Sistema é autorizado, mas exige controle eficiente por parte
do empregador
Cada vez mais comum no cenário empresarial a prática do
Banco de Horas ainda deixa dúvidas na relação entre o empregado e o empregador.
O limite de utilização e a forma que deve ser feita a compensação são alguns
dos questionamentos mais comuns.
Segundo o advogado trabalhista Felipe Nunes Ebeling, o
artigo 59 da Consolidação das Leis do Trabalho - CLT, prevê a adoção pela
empresa, tanto do Banco de Horas como do pagamento de Horas Extras.

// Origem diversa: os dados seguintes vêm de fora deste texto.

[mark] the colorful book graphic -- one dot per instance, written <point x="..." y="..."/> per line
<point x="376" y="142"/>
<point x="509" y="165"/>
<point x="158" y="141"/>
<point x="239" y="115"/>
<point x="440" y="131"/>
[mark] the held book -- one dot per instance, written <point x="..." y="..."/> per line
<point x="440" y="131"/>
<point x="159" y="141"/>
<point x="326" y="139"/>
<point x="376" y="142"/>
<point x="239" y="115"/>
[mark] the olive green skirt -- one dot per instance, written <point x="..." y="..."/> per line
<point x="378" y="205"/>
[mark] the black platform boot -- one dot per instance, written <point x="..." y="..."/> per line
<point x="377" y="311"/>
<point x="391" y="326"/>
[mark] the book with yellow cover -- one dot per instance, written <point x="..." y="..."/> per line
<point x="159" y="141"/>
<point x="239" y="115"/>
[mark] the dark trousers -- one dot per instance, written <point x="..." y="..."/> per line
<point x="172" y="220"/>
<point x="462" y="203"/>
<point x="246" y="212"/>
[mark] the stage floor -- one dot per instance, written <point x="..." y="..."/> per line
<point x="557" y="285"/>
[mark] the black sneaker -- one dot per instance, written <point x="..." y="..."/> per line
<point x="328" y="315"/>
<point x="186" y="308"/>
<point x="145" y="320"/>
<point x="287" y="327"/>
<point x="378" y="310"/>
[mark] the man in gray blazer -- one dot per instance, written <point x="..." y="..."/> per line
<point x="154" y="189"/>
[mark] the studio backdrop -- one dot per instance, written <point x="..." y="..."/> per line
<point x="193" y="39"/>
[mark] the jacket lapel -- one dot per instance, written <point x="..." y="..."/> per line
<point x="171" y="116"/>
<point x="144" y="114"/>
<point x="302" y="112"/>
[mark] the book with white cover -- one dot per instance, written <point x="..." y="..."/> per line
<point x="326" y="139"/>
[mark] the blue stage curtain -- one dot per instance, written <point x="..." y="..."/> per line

- A legislação dá a liberdade para que a empresa pague as
horas extras, através de um Banco de Horas. Isso surgiu diante da necessidade
da empresa adequar os pagamentos com a demanda que pode ser alta ou baixa em
diferentes períodos. Assim ao invés de onerar o seu quadro pagando horas
extras, a organização pode compensar com Banco de Horas em dias de menor índice
de produtividade - explica.
A empresa precisa tomar alguns cuidados, segundo o
especialista. Esse Banco de Horas precisa ser instituído através de um acordo
coletivo, preferencialmente com o sindicato. Além disso, deve ser respeitado o
limite de duas horas por dia a mais de trabalho não ultrapassando as 44 horas
semanais (salvo categorias específicas). Outro aspecto importante é em relação
ao pagamento das horas extras, através da compensação com folga, o que deve
acontecer obrigatoriamente no prazo de um ano. Passado esse período a empresa
precisa pagar as horas que, eventualmente, estejam alocadas no Banco de Horas.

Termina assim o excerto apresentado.